The dollar was down on Wednesday morning in Asia but held near a one-year high amid rising speculation that the U.S. Federal Reserve will announce the beginning of asset tapering in November 2021, followed by potential interest rate hikes by the middle of 2022.

The U.S. Dollar Index that tracks the greenback against a basket of other currencies edged down 0.20% to 94.332 by 11:17 PM ET (3:17 AM GMT). It touched 94.563 for the first time since late September 2020 on Tuesday.

The USD/JPY pair edged down 0.13% to 113.45.

The AUD/USD pair inched down 0.07% to 0.7344 while the NZD/USD pair inched up 0.10% to 0.6940.

The USD/CNY pair inched up 0.02% to 6.4475. Chinese trade data, including exports, imports and trade balance, is due later in the day while inflation data, including the consumer and producer price indexes, will be released on Thursday.

The GBP/USD pair was up 0.23% to 1.3617.

Three Fed officials, including Vice Chairman Richard Clarida, said on Tuesday that the U.S. economy has healed enough to begin to scale back the U.S. central bank’s asset-purchase program.
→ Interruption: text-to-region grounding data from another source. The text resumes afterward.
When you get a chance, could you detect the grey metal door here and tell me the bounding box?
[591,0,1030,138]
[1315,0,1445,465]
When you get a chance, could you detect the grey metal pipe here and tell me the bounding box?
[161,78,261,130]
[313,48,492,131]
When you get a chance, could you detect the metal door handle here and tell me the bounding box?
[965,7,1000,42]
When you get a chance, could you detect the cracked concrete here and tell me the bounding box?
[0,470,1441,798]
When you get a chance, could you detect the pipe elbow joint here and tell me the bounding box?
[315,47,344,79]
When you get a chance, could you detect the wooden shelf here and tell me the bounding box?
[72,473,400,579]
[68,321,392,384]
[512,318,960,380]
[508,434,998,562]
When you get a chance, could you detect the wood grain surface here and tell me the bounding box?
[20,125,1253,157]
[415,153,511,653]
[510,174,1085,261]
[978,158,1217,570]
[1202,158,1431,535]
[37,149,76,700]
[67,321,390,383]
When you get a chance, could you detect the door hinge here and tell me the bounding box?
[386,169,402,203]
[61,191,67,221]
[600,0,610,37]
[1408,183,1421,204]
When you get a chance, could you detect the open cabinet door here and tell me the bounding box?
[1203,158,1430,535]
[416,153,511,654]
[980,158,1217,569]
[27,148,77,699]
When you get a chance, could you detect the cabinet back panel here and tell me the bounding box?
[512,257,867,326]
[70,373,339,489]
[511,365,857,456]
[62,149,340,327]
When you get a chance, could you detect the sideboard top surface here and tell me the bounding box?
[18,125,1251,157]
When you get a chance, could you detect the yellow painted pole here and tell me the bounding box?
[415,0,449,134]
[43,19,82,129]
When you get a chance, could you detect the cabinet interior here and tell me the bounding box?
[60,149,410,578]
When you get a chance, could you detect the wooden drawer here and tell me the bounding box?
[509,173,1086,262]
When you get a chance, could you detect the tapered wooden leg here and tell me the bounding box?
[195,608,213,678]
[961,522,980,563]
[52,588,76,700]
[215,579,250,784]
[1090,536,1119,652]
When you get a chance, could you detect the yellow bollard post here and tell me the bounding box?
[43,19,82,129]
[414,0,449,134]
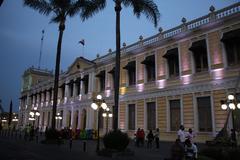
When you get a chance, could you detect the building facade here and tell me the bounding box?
[19,3,240,142]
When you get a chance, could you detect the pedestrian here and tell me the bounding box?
[155,128,160,149]
[24,127,28,141]
[184,139,197,160]
[186,128,195,144]
[69,137,73,151]
[236,130,240,147]
[35,127,39,143]
[29,126,34,141]
[177,125,186,146]
[230,128,237,147]
[146,130,154,148]
[171,138,185,160]
[136,128,141,147]
[139,129,145,147]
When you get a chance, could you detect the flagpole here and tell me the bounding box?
[82,45,84,58]
[78,39,85,58]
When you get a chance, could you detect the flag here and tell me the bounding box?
[78,39,85,46]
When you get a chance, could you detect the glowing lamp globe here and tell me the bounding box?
[221,104,227,110]
[91,103,98,110]
[101,103,107,110]
[97,95,102,100]
[228,94,234,100]
[229,103,236,110]
[102,113,107,117]
[109,113,113,117]
[237,103,240,109]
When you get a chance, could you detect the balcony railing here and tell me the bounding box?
[97,2,240,63]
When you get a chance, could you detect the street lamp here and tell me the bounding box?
[55,112,62,129]
[1,117,7,123]
[91,94,107,152]
[12,116,18,122]
[221,94,240,110]
[102,107,113,133]
[29,107,40,127]
[221,94,240,130]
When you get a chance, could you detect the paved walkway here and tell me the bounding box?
[0,133,206,160]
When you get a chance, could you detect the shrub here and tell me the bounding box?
[45,129,60,140]
[200,147,240,160]
[197,155,214,160]
[103,130,130,151]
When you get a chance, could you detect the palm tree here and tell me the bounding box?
[83,0,160,130]
[0,0,4,7]
[23,0,105,129]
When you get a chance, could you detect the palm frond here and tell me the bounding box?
[67,0,86,17]
[23,0,53,16]
[122,0,160,27]
[50,12,66,23]
[80,0,106,21]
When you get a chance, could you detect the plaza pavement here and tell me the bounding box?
[0,133,206,160]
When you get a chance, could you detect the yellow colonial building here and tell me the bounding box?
[19,3,240,142]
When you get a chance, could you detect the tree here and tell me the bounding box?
[83,0,160,130]
[0,0,3,7]
[23,0,105,129]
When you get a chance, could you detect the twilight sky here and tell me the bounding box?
[0,0,238,112]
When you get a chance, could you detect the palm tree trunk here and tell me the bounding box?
[113,1,121,131]
[52,22,65,130]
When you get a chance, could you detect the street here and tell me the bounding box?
[0,135,172,160]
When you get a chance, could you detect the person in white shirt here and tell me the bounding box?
[177,125,186,144]
[186,128,196,144]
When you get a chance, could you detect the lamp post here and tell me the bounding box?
[12,114,18,130]
[91,94,107,152]
[55,112,62,129]
[221,94,240,129]
[29,107,40,128]
[102,107,113,133]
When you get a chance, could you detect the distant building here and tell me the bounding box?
[19,3,240,142]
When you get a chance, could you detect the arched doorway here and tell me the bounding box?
[66,110,71,128]
[73,110,79,130]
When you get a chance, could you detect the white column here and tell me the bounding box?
[91,73,96,92]
[88,108,94,129]
[80,74,84,96]
[62,109,67,128]
[46,91,50,102]
[70,109,74,129]
[33,95,36,107]
[37,94,40,106]
[65,83,69,98]
[86,107,90,129]
[73,83,77,97]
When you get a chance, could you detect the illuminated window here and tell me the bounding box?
[163,48,179,77]
[96,70,105,92]
[190,39,208,72]
[141,55,155,82]
[222,29,240,66]
[108,67,115,88]
[123,61,136,85]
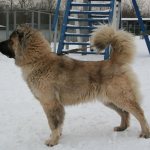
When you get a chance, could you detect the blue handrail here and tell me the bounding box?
[132,0,150,54]
[108,0,115,23]
[57,0,72,54]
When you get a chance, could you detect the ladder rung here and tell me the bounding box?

Money markets are now pricing about a 50-50 chance of a rate increase by July 2022.

Meanwhile, surging energy prices continue to fuel inflation concerns and increased bets that the Fed could normalize its monetary policy much sooner than planned, sending two-year Treasury yields to their highest levels in more than 18 months during the previous session.

Investors now await the U.S. consumer price index, due later in the day, for clues to the Fed’s interest rate hike timeline.
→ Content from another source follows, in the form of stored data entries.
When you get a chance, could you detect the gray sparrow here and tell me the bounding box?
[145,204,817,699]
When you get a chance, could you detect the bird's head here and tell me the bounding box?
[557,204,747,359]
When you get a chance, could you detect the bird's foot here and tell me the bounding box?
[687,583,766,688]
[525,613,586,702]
“CPI is the main economic draw” and “has the potential to see Fed rate hike expectations move again, one way or another,” National Australia Bank head of foreign exchange strategy Ray Attrill told Reuters.
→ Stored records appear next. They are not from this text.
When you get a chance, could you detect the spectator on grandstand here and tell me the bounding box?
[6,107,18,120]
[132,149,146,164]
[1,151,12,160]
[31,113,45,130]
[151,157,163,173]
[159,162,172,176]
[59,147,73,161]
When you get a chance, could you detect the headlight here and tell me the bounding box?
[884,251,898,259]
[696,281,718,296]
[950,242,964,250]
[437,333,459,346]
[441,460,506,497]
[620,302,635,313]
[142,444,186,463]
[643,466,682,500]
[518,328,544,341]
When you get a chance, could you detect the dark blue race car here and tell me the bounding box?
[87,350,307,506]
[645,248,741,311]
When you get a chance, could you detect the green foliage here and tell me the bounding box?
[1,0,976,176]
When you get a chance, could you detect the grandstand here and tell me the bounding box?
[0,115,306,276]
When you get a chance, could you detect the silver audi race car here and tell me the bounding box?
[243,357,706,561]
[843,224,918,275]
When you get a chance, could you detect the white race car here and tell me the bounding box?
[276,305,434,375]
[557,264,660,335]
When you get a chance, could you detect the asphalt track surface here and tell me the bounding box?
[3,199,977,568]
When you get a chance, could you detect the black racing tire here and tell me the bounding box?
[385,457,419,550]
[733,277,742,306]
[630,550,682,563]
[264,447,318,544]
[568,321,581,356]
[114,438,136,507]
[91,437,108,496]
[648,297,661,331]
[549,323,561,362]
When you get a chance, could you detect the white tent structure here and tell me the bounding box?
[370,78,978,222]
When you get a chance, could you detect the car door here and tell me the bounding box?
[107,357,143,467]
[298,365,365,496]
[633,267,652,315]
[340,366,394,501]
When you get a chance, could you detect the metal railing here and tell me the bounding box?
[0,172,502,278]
With most Fed policymakers insisting that inflationary pressures are transitory, investors now await comments from Fed Governors Lael Brainard and Michelle Bowman, among others, due to speak later in the day. The central bank will also release the minutes from its latest meeting.

In cryptocurrencies, bitcoin traded around $56,500, after reaching a five-month high of $57,855.79 at the beginning of the week.